The efficiency of carotenoid micellarisation from plant foods can be used as an effective tool for the initial screening of carotenoid bioavailability. Therefore, the objectives of the present study were to assess the effects of cooking on the micellarisation of β-carotene, lycopene, β-cryptoxanthin and lutein from courgette (zucchini), red pepper and tomato; and, to a minor extent, investigate uptake of lutein by Caco-2 cells from micellar fractions obtained from raw and cooked courgettes. Both raw and cooked vegetables were subjected to an in vitro digestion procedure. β-Carotene levels were significantly decreased in the digesta from each vegetable after boiling, grilling, microwave-cooking, or steaming, however all of the cooking methods enhanced β-carotene transfer to micelles. Carotenoid micellarisation ranged from 1.7% to 100% depending on the food, carotenoid, and the cooking method tested.

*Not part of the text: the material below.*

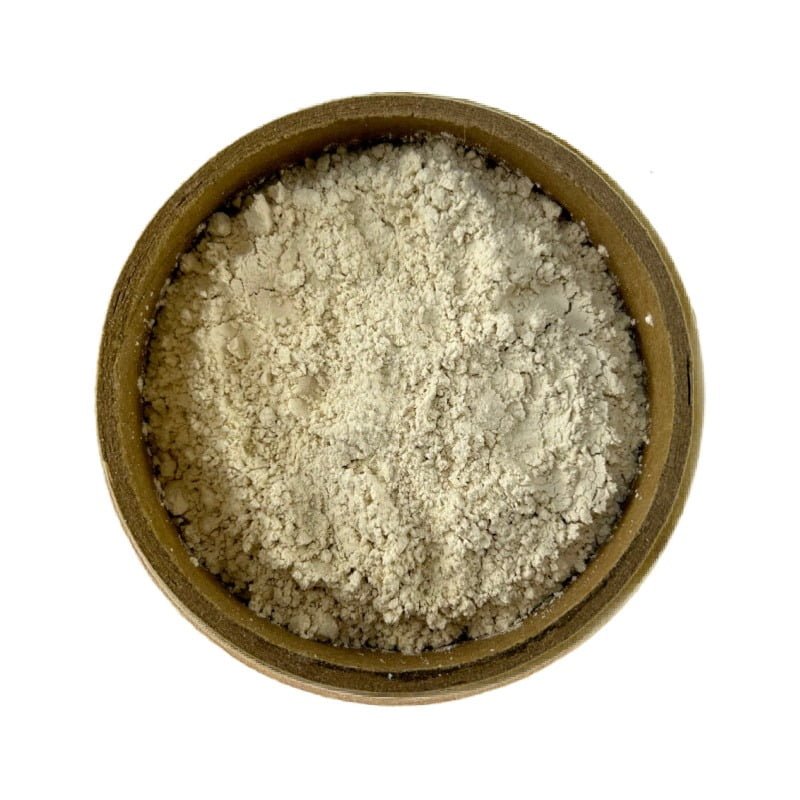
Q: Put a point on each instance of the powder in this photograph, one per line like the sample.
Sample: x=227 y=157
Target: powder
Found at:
x=393 y=398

Grilling and microwave-cooking were generally the most detrimental on the transfer of xanthophyll carotenoids, namely β-cryptoxanthin, to the micelles. Caco-2 cells absorbed greater amounts of lutein from the micelles of microwave-cooked courgettes than those that were raw, boiled, grilled, or steamed. Depending on the cooking methods used, carotenoid retention as well as micellarisation varied for each carotenoid among the different vegetables and different carotenoids present in each particular food.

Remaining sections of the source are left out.